Quand je serai vieux, je serai chiant.
Quand mes enfants seront grands, je serai vieux.
J'ai décidé d'être un petit vieux chiant. Il faut me comprendre, je suis un gars plutôt gentil et de bonne composition et, par moment, c'est un peu pesant. Je pense donc qu'à partir d'un certain âge, je m'autoriserai un certain relâchement. Je me vois bien en pépère accâriatre, courant après les infirmières avec mon fauteuil roulant et réclamant à corps et à cris des gâteaux au chocolat. Ouais, je pense que le gâteau au chocolat restera comme mon seul vice.
Mes enfants viendront me voir avec toute la pitié que peuvent avoir les petits cons pour leur parents âgés. Louise me parlera de son travail de médecin et de ses trois enfants et Tristan de son nouveau best seller et de toutes ses conquêtes. Ouais, je sais que c'est un peu simpliste comme vision de l'avenir, mais je ne suis pas un père compliqué. Ils auront de bonnes situations, mes enfants, je serai très fier d'eux mais comme tout les pères un peu couillon je ne leur dirai pas.
En plus Louise aura épousé un type que je ne pourrai pas blairer, un espèce de bêllatre, grand et blond, avec un sourire ravageur et une situation en or, bref le pire des gendres, celui à qui on ne peu rien reprocher. Ils auront des enfants magnifiques que je m'amuserai à pourir avec des cadeaux et des bisous comme belle maman le faisais avec eux. Je la comprendrai enfin et je regretterai de l'avoir embêtée toutes ses années et je boirai un whisky en cachette à sa santé.
Je sermonerai Tristan sur sa vie dissolue et sur le fait que j'aimerai bien qu'il se case avec une fille sérieuse et qu'enfin il arrête de se conduire comme un enfant gâté, et je me dirai doucement qu'il me ressemble quand même un peu.
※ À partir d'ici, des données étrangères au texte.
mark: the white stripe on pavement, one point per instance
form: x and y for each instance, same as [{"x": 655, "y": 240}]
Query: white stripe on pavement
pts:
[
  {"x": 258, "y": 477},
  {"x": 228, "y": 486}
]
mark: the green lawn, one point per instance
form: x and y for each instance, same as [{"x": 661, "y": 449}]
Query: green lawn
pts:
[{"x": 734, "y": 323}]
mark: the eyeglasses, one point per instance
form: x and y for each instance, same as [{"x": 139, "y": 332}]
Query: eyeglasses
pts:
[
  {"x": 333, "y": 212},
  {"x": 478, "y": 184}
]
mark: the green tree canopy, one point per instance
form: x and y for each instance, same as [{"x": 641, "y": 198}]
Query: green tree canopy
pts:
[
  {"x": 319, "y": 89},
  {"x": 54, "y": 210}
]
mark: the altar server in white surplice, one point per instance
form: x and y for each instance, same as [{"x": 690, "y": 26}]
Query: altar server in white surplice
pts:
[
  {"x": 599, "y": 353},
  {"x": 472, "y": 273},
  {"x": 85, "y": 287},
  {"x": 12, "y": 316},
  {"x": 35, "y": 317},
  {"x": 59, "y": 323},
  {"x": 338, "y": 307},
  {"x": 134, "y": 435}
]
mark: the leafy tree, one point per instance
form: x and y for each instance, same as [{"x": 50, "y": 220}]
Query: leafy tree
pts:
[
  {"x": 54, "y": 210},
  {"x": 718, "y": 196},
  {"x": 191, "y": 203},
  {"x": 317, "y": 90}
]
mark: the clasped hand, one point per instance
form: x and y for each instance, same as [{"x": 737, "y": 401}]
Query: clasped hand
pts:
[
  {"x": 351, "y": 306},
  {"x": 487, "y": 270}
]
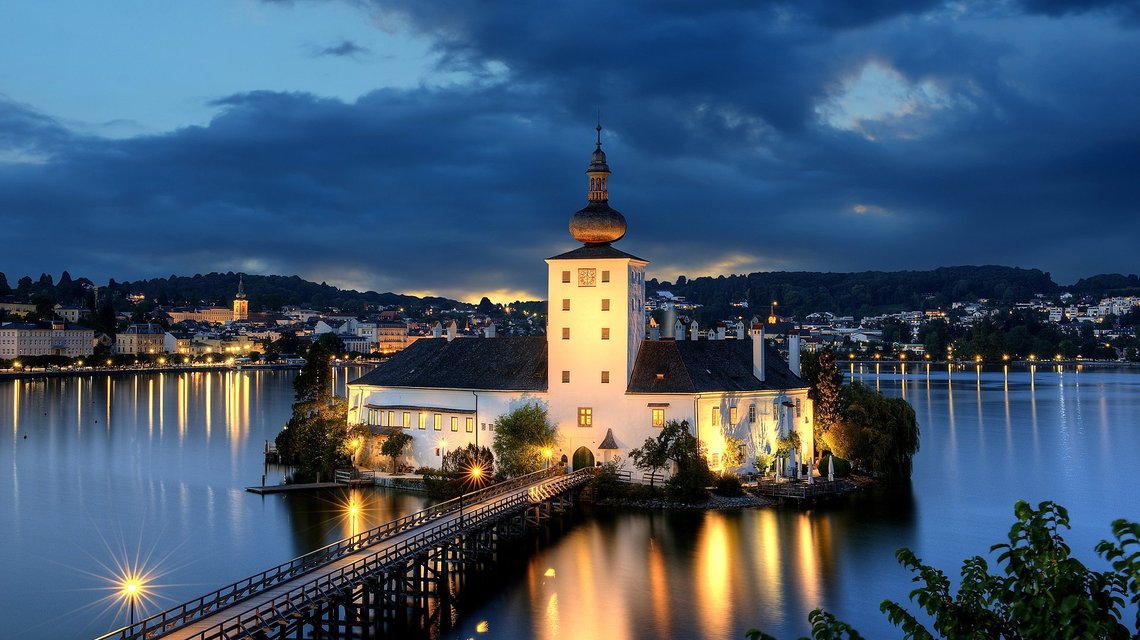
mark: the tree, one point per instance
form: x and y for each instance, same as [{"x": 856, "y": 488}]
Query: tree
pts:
[
  {"x": 520, "y": 438},
  {"x": 827, "y": 382},
  {"x": 465, "y": 459},
  {"x": 393, "y": 447},
  {"x": 1041, "y": 591},
  {"x": 314, "y": 439},
  {"x": 877, "y": 434},
  {"x": 651, "y": 456}
]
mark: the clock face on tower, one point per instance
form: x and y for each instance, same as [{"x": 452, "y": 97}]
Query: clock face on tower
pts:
[{"x": 587, "y": 277}]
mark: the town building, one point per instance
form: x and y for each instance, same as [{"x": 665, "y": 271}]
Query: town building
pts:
[
  {"x": 46, "y": 339},
  {"x": 139, "y": 339},
  {"x": 605, "y": 383}
]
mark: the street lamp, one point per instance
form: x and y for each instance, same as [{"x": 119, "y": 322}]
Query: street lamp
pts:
[{"x": 132, "y": 589}]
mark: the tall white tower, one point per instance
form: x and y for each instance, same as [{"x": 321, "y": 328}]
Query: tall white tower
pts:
[{"x": 596, "y": 315}]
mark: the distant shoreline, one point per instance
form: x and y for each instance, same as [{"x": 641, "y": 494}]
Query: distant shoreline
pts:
[{"x": 103, "y": 371}]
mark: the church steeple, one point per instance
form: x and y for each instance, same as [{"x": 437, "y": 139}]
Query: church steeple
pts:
[
  {"x": 597, "y": 224},
  {"x": 599, "y": 172}
]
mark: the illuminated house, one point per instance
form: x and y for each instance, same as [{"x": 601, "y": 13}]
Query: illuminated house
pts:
[{"x": 605, "y": 385}]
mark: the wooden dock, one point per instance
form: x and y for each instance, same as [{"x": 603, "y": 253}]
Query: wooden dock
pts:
[{"x": 800, "y": 492}]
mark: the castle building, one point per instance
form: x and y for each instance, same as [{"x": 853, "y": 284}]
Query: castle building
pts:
[{"x": 607, "y": 386}]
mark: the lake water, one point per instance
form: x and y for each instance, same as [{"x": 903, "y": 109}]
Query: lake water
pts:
[{"x": 104, "y": 475}]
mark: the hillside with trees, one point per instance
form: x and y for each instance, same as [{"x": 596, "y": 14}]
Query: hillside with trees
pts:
[{"x": 858, "y": 293}]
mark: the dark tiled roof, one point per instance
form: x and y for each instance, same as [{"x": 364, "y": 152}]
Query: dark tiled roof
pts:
[
  {"x": 593, "y": 252},
  {"x": 692, "y": 366},
  {"x": 466, "y": 363},
  {"x": 608, "y": 442}
]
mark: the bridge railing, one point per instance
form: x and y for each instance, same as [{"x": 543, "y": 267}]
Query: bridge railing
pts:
[
  {"x": 316, "y": 590},
  {"x": 231, "y": 593}
]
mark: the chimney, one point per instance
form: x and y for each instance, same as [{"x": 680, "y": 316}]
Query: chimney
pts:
[
  {"x": 794, "y": 353},
  {"x": 757, "y": 334},
  {"x": 669, "y": 322}
]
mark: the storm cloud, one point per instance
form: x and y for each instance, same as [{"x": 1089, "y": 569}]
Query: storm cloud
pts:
[{"x": 742, "y": 137}]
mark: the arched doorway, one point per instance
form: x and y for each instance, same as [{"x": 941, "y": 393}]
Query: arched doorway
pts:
[{"x": 583, "y": 458}]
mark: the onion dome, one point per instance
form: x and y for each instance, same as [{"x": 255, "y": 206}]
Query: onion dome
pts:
[{"x": 597, "y": 223}]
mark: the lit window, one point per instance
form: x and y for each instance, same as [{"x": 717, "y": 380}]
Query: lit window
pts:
[
  {"x": 587, "y": 277},
  {"x": 585, "y": 416}
]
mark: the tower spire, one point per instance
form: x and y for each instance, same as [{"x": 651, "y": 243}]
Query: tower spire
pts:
[{"x": 599, "y": 171}]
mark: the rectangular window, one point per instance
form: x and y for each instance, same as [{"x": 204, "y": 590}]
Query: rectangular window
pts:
[{"x": 585, "y": 416}]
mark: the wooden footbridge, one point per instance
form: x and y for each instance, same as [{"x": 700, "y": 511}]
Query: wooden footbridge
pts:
[{"x": 401, "y": 575}]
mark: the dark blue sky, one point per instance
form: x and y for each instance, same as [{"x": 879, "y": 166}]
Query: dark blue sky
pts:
[{"x": 440, "y": 147}]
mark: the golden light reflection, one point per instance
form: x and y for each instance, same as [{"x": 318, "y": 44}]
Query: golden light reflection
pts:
[
  {"x": 658, "y": 584},
  {"x": 808, "y": 570},
  {"x": 714, "y": 591}
]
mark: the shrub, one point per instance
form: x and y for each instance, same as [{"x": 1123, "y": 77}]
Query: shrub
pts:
[
  {"x": 843, "y": 467},
  {"x": 729, "y": 485},
  {"x": 607, "y": 484},
  {"x": 690, "y": 485}
]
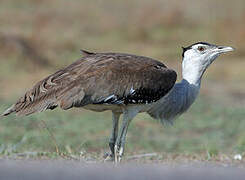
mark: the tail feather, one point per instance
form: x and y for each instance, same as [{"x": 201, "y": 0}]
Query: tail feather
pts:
[{"x": 8, "y": 111}]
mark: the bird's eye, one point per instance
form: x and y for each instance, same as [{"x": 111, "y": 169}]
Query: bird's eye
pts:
[{"x": 201, "y": 48}]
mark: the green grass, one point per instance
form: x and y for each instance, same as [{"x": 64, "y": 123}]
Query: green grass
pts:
[{"x": 207, "y": 127}]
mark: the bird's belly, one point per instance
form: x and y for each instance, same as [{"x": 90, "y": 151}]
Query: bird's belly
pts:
[
  {"x": 104, "y": 107},
  {"x": 117, "y": 108}
]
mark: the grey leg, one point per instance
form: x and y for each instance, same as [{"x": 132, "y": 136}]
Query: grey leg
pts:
[
  {"x": 121, "y": 139},
  {"x": 114, "y": 132}
]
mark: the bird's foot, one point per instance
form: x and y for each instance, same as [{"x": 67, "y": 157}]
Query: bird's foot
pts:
[
  {"x": 109, "y": 157},
  {"x": 118, "y": 154}
]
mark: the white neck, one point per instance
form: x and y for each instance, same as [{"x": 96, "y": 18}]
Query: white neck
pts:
[{"x": 192, "y": 72}]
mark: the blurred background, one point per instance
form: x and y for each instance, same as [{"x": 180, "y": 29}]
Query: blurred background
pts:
[{"x": 37, "y": 37}]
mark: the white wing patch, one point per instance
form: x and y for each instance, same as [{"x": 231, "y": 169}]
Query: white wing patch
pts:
[{"x": 110, "y": 97}]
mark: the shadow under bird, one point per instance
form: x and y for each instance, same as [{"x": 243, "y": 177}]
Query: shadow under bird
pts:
[{"x": 125, "y": 84}]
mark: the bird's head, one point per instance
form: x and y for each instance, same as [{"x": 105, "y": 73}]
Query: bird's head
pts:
[{"x": 197, "y": 57}]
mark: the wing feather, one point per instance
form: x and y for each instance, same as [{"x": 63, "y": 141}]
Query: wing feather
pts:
[{"x": 98, "y": 78}]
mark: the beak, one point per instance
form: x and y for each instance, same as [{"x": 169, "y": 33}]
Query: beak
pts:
[{"x": 223, "y": 49}]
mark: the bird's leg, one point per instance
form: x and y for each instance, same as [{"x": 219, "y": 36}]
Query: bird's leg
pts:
[
  {"x": 121, "y": 139},
  {"x": 114, "y": 132}
]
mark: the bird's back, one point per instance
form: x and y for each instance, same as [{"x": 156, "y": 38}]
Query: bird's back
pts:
[{"x": 99, "y": 78}]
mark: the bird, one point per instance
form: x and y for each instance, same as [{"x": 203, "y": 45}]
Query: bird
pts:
[{"x": 125, "y": 84}]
Carole viendra me voir un peu de temps en temps. Elle ne restera jamais longtemps, je ne supporterai pas son nouvel amant d'à peine soixante ans qui, en plus d'avoir meilleur caractère que moi, l'emmenera en voyage tout à travers le monde. Je lui montrerai que, malgré mon âge avancé, je peux encore avoir une mauvaise foi totale et un manque de tact à rendre dingue. C'est pour ça qu'elle passera me voir dix minutes pas plus, faudra pas qu'elle soit en retard à l'aéroport.
Et je resterai tout seul dans ma petite chambre. J'écouterai les Who à fond, histoire de faire enrager la petite vieille d'à coté qui ne jurera que par Christophe Maé et ses trois albums posthumes qui seront, d'après elle, les meilleurs.
je poursuivrai les infirmières avec mon fauteuil roulant en cherchant à soulever leur blouse avec ma canne. Je serai en permanence en train de râler sur la nouriture trop bio ou pas assez grasse, sur le fait que j'aimerais autre chose que de l'eau pétillante aux repas, qu'il n'y a pas assez de chaines dans la télé ou que la connection internet est trop lente. Je regarderai les rediffusions du Docteur House et hurlerai au plagiat. Je me plaindrai du fait que mes enfants sont des ingrats qui ne viennent jamais me voir et de leur mère qui m'a abandonnée ici comme un mal propre.
Je pourrirai les fêtes de noël et la saint valentin, rien que pour me venger de toutes les fois où il a fallu que j'aime ça. Je détesterai tous les cadeaux que mes enfants me feront, mais je les cacherai pour pouvoir en profiter quand ils seront partis.
Je serai le pire des petits vieux. Juste pour être tranquille. Je pourrai enfin faire l'ours et ne parler à personne. Je serai heureux d'être infernal et insupportable. Et je courerai après les infirmières en fauteuil roulant.
Ouais, ce serait une vieillesse plutôt cool. Encore faut-il que mes enfants me laissent arriver jusque là. Des fois, je me dis qu'ils savent pertinement que je serai chiant quand je serai vieux et qu'ils ont décidé de faire en sorte que je n'arrive jamais à cet âge là.
Ils oublient juste un truc, je suis leur père et s'ils sont têtus, je le suis encore plus.
Ps : Merci à Bricolette pour le délire.